Automatic Planning of Whole Breast Radiation Therapy Using Machine Learning Models

Yang Sheng; Taoran Li; Sua Yoo; Fang-Fang Yin; Rachel Blitzblau; Janet K Horton; Yaorong Ge; Q Jackie Wu

doi:10.3389/fonc.2019.00750

Automatic Planning of Whole Breast Radiation Therapy Using Machine Learning Models

Front Oncol. 2019 Aug 7:9:750. doi: 10.3389/fonc.2019.00750. eCollection 2019.

Authors

Yang Sheng^{1

2}, Taoran Li^{2

3}, Sua Yoo^{1

2}, Fang-Fang Yin^{1

2}, Rachel Blitzblau¹, Janet K Horton¹, Yaorong Ge⁴, Q Jackie Wu^{1

2}

Affiliations

¹ Department of Radiation Oncology, Duke University Medical Center, Durham, NC, United States.
² Medical Physics Graduate Program, Duke University Medical Center, Durham, NC, United States.
³ Department of Radiation Oncology, University of Pennsylvania, Philadelphia, PA, United States.
⁴ Department of Software and Information Systems, University of North Carolina, Charlotte, NC, United States.

Abstract

Purpose: To develop an automatic treatment planning system for whole breast radiation therapy (WBRT) based on two intensity-modulated tangential fields, enabling near-real-time planning. Methods and Materials: A total of 40 WBRT plans from a single institution were included in this study under IRB approval.

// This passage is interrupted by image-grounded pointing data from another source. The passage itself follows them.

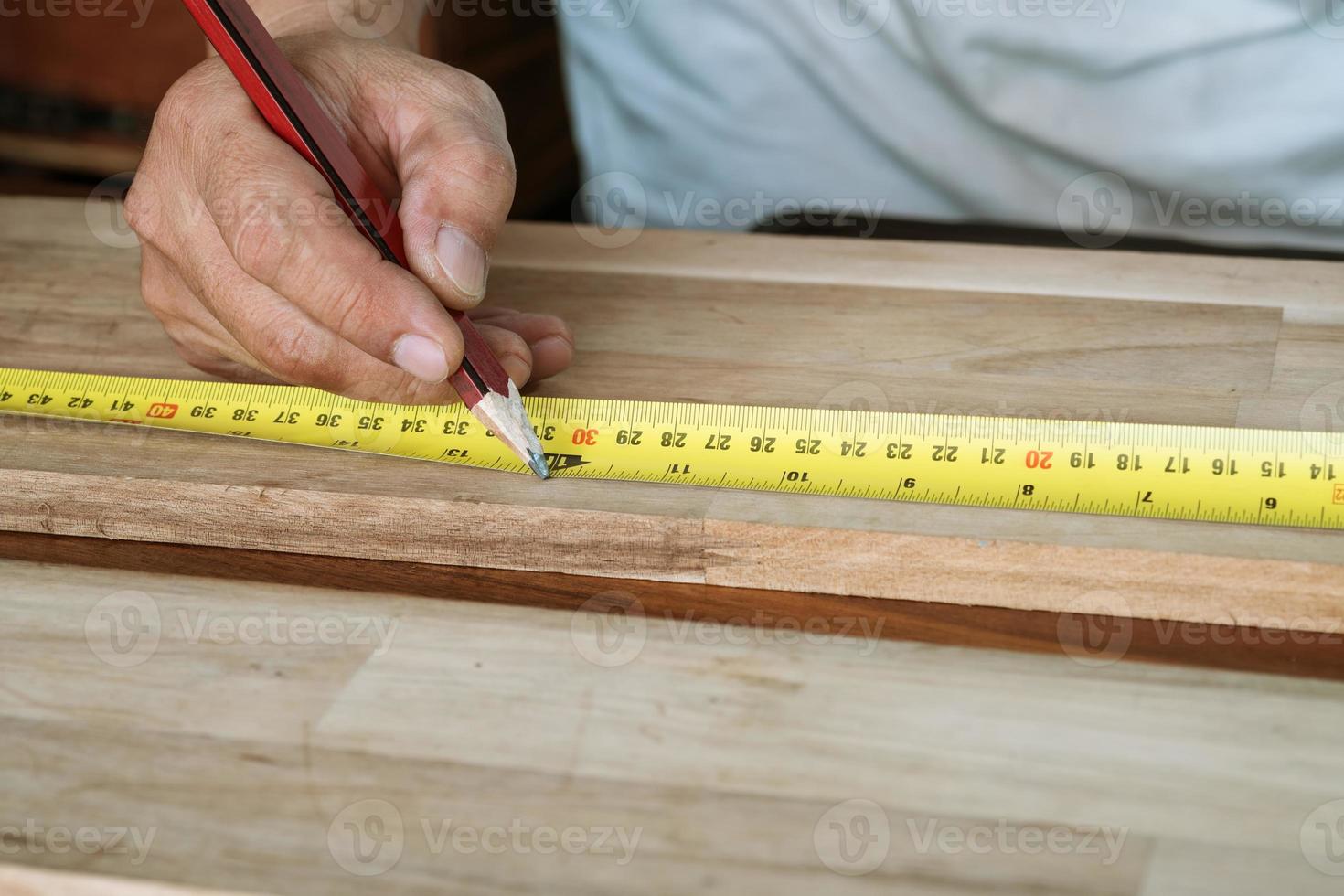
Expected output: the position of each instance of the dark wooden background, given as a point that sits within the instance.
(78, 93)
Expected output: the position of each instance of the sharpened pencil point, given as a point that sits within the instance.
(538, 464)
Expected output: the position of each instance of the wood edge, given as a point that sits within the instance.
(1108, 581)
(1115, 274)
(28, 880)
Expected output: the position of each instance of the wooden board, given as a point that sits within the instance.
(735, 318)
(728, 749)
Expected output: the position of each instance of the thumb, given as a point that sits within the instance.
(457, 177)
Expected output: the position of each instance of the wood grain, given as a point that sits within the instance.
(1229, 647)
(754, 320)
(728, 750)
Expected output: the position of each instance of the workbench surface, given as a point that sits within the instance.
(296, 719)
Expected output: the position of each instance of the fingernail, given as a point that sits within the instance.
(554, 347)
(421, 357)
(464, 261)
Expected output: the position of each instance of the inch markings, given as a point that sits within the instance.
(1257, 477)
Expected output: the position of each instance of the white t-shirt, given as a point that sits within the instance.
(1217, 121)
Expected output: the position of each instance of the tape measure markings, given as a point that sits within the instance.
(1261, 477)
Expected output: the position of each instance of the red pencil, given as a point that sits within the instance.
(293, 113)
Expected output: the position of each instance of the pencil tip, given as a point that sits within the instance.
(538, 464)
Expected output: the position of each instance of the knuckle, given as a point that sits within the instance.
(139, 209)
(300, 357)
(261, 245)
(479, 94)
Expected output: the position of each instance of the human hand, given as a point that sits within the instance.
(257, 274)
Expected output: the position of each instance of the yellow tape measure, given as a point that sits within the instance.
(1118, 469)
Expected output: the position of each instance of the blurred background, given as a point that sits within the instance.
(78, 94)
(945, 125)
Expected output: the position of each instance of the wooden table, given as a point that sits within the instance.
(183, 690)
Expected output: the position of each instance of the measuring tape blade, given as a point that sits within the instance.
(1258, 477)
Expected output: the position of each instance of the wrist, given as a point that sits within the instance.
(394, 22)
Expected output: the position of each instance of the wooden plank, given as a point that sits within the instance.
(1241, 649)
(17, 880)
(728, 753)
(1211, 351)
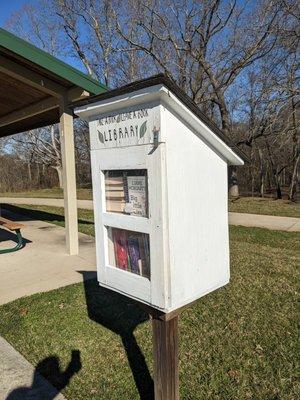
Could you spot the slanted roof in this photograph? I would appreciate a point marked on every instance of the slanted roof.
(33, 83)
(214, 135)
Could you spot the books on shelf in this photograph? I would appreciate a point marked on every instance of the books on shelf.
(127, 194)
(115, 195)
(131, 251)
(137, 195)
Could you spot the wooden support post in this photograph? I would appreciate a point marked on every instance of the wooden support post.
(165, 344)
(69, 178)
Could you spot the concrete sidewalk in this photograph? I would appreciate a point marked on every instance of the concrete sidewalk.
(43, 264)
(265, 221)
(251, 220)
(87, 204)
(19, 380)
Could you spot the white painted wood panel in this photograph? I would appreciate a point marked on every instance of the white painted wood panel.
(198, 226)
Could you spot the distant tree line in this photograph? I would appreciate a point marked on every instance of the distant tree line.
(239, 61)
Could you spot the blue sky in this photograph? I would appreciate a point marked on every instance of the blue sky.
(7, 7)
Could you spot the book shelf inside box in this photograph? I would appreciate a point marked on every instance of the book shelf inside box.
(129, 251)
(126, 191)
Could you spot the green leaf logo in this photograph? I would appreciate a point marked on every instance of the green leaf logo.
(143, 129)
(101, 137)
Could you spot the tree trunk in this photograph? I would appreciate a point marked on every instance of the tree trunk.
(294, 180)
(233, 188)
(58, 169)
(232, 182)
(261, 173)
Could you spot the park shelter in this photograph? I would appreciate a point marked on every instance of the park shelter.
(36, 90)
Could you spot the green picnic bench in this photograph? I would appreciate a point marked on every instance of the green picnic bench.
(13, 227)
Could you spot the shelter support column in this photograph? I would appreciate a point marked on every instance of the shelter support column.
(69, 178)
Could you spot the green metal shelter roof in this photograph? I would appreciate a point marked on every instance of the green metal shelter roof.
(33, 84)
(47, 61)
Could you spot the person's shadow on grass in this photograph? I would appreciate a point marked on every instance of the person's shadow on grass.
(48, 371)
(121, 315)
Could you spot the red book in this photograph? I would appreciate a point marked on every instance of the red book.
(121, 249)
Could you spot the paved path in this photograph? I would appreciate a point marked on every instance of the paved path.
(265, 221)
(19, 380)
(88, 204)
(43, 263)
(250, 220)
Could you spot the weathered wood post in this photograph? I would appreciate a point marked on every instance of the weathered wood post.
(165, 351)
(161, 239)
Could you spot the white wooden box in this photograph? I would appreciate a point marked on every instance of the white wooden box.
(151, 125)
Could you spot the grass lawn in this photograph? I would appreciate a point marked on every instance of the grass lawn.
(54, 193)
(258, 205)
(240, 342)
(252, 205)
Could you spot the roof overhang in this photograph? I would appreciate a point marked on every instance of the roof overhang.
(161, 89)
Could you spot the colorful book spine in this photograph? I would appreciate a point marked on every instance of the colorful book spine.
(145, 256)
(134, 254)
(121, 249)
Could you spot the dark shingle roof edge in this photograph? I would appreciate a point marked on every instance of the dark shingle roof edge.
(178, 92)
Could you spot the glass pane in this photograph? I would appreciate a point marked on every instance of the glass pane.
(129, 251)
(126, 192)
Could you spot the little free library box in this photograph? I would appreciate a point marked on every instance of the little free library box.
(159, 169)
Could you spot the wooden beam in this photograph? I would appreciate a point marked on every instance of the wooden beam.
(69, 178)
(31, 78)
(77, 93)
(165, 351)
(29, 111)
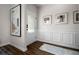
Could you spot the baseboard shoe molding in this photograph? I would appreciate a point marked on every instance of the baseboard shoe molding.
(60, 45)
(22, 49)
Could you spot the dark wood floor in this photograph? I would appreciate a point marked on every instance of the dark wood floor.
(33, 49)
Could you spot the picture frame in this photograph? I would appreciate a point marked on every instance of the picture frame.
(15, 21)
(61, 18)
(76, 17)
(47, 19)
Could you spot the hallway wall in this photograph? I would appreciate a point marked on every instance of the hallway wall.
(61, 34)
(4, 24)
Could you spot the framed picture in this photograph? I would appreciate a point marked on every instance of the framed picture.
(47, 19)
(76, 17)
(15, 24)
(61, 18)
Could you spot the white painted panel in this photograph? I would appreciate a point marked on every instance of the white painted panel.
(58, 50)
(76, 38)
(56, 36)
(67, 37)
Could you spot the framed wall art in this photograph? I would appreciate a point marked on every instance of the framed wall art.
(15, 24)
(76, 17)
(47, 19)
(61, 18)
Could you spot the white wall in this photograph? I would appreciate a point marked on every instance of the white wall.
(62, 34)
(26, 37)
(31, 20)
(4, 24)
(19, 42)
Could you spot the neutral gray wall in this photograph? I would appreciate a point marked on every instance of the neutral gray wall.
(61, 34)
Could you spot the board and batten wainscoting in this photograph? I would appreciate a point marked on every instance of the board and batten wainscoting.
(68, 39)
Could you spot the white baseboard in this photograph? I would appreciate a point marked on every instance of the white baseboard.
(19, 47)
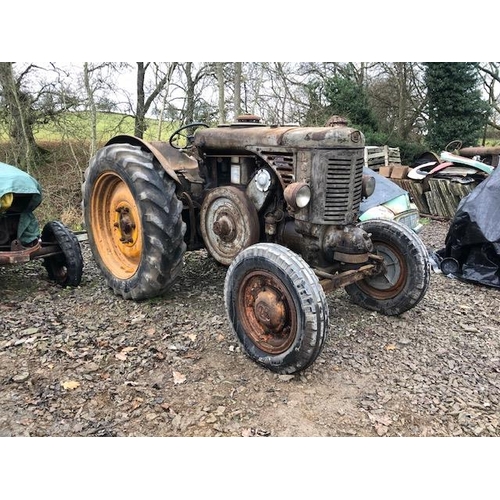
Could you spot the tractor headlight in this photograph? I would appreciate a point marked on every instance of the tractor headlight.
(298, 195)
(368, 185)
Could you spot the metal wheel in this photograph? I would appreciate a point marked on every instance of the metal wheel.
(229, 223)
(65, 268)
(276, 307)
(405, 276)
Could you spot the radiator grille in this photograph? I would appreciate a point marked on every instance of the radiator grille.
(284, 165)
(344, 177)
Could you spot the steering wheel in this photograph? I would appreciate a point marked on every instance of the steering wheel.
(453, 146)
(178, 134)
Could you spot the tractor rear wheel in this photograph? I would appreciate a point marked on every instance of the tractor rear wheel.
(276, 308)
(134, 221)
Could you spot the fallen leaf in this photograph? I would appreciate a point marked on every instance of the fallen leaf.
(179, 378)
(70, 384)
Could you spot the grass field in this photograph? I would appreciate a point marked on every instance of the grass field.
(76, 126)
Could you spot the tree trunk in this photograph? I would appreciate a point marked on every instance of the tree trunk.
(140, 109)
(237, 90)
(220, 84)
(92, 109)
(19, 115)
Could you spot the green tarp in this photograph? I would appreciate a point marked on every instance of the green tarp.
(16, 181)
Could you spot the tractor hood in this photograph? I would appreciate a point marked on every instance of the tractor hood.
(241, 137)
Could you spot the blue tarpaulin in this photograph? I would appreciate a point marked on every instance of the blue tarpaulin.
(21, 194)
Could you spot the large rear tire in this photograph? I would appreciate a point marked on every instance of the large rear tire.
(406, 275)
(65, 268)
(134, 221)
(276, 307)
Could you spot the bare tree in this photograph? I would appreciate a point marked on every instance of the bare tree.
(161, 77)
(237, 89)
(219, 66)
(398, 97)
(20, 116)
(490, 75)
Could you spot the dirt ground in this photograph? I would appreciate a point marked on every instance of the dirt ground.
(83, 362)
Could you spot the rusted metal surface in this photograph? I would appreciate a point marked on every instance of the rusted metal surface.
(229, 223)
(267, 312)
(331, 282)
(19, 254)
(238, 138)
(391, 280)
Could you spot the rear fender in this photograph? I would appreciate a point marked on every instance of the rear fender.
(153, 149)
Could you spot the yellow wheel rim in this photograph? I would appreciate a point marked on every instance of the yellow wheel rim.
(116, 225)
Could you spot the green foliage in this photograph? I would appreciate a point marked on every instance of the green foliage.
(409, 151)
(349, 99)
(456, 110)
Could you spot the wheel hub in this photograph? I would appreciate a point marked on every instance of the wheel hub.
(125, 224)
(224, 227)
(229, 223)
(269, 310)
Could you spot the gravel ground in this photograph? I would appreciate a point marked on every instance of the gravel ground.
(83, 362)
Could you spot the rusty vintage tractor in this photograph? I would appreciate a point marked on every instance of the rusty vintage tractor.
(277, 205)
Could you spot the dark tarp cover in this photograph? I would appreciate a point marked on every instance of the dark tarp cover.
(473, 238)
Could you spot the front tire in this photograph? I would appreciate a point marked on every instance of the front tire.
(406, 275)
(134, 221)
(276, 307)
(65, 268)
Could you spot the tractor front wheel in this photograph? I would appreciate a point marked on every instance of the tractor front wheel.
(405, 276)
(66, 267)
(276, 307)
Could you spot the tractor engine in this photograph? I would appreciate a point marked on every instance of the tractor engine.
(306, 185)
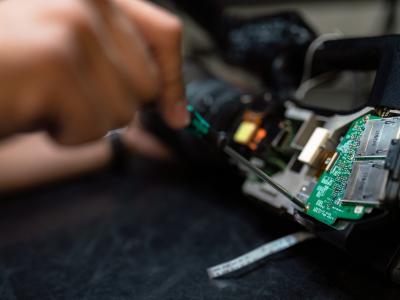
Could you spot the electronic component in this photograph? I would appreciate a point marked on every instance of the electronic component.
(324, 202)
(376, 138)
(245, 132)
(367, 183)
(314, 146)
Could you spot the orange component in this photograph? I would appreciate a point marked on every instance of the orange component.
(260, 135)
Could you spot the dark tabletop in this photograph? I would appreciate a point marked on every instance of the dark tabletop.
(151, 232)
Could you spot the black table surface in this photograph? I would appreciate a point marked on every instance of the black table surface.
(151, 232)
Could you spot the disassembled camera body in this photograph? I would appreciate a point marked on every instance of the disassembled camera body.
(343, 165)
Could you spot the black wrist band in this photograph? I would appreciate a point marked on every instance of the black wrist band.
(120, 153)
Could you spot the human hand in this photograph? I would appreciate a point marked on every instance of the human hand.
(80, 68)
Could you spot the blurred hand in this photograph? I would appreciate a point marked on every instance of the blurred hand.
(80, 68)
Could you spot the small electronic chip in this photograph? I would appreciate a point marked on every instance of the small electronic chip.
(377, 136)
(367, 182)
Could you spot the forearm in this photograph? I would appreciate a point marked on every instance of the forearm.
(33, 159)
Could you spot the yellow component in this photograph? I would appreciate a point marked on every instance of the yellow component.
(245, 132)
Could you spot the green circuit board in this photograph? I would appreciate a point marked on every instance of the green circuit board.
(324, 202)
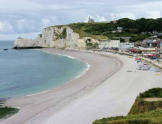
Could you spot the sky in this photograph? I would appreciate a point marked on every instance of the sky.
(26, 18)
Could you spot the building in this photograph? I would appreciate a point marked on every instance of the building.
(90, 20)
(151, 43)
(108, 44)
(125, 46)
(119, 29)
(161, 50)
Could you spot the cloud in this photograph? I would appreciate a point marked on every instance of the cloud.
(5, 27)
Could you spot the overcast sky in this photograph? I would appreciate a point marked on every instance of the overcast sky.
(26, 18)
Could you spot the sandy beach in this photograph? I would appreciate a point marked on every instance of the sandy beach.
(108, 88)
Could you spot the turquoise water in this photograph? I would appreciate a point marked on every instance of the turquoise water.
(25, 72)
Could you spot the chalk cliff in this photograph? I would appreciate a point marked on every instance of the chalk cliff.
(55, 36)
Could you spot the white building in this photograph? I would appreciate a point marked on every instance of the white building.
(127, 45)
(107, 44)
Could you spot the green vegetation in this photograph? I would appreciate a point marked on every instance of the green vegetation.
(138, 29)
(92, 45)
(155, 92)
(142, 112)
(7, 111)
(153, 117)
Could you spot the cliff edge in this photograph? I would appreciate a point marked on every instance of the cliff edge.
(55, 37)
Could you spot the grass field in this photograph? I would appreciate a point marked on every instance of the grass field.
(142, 112)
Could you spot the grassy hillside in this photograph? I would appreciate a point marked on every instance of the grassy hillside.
(137, 30)
(6, 111)
(147, 109)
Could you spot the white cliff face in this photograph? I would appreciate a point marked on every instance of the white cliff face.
(58, 37)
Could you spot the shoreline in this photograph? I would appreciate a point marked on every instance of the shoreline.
(81, 73)
(41, 104)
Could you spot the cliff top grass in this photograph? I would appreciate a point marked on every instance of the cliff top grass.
(104, 30)
(153, 117)
(142, 112)
(137, 30)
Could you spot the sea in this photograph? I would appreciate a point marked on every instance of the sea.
(26, 72)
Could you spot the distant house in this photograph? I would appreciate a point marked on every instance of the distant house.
(161, 49)
(90, 20)
(125, 46)
(108, 44)
(151, 43)
(119, 29)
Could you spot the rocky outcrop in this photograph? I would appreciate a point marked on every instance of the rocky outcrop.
(55, 36)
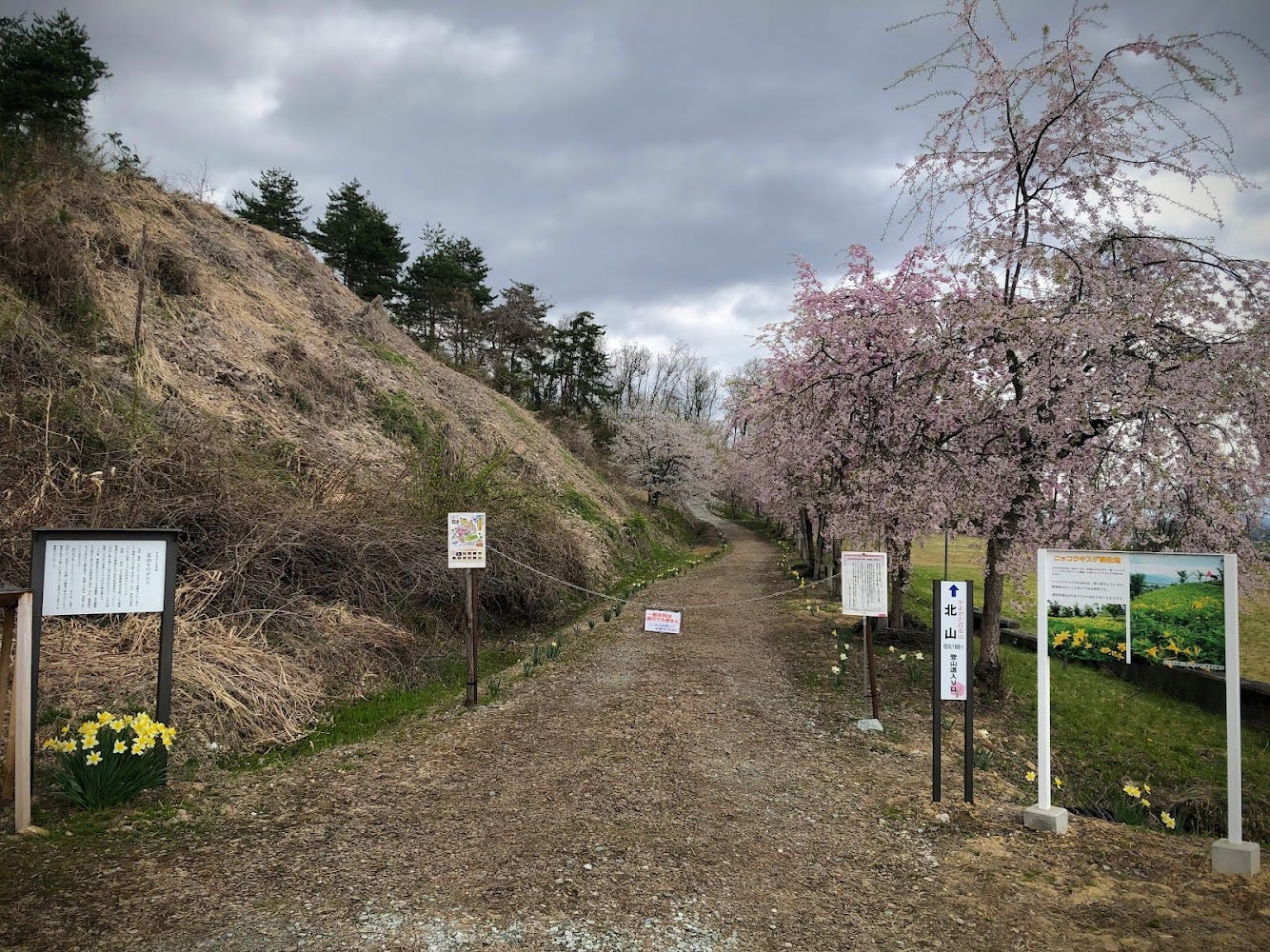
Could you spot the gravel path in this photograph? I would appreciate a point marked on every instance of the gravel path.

Twenty WBRT plans, 10 with single energy (SE, 6MV) and 10 with mixed energy (ME, 6/15MV), were randomly selected as training dataset to develop the methodology for automatic planning. The rest 10 SE cases and 10 ME cases served as validation. The auto-planning process consists of three steps. First, an energy prediction model was developed to automate energy selection. This model establishes an anatomy-energy relationship based on principle component analysis (PCA) of the gray level histograms from training cases' digitally reconstructed radiographs (DRRs). Second, a random forest (RF) model generates an initial fluence map using the selected energies. Third, the balance of overall dose contribution throughout the breast tissue is realized by automatically selecting anchor points and applying centrality correction. The proposed method was tested on the validation dataset. Non-parametric equivalence test was performed for plan quality metrics using one-sided Wilcoxon Signed-Rank test. Results: For validation, the auto-planning system suggested same energy choices as clinical-plans in 19 out of 20 cases. The mean (standard deviation, SD) of percent target volume covered by 100% prescription dose was 82.5% (4.2%) for auto-plans, and 79.3% (4.8%) for clinical-plans (p > 0.999). Mean (SD) volume receiving 105% Rx were 95.2 cc (90.7 cc) for auto-plans and 83.9 cc (87.2 cc) for clinical-plans (p = 0.108). Optimization time for auto-plan was <20 s while clinical manual planning takes between 30 min and 4 h. Conclusions: We developed an automatic treatment planning system that generates WBRT plans with optimal energy selection, clinically comparable plan quality, and significant reduction in planning time, allowing for near-real-time planning.

Keywords: auto planning; breast cancer; electronic compensation; machine learning; random forest; whole breast radiation therapy.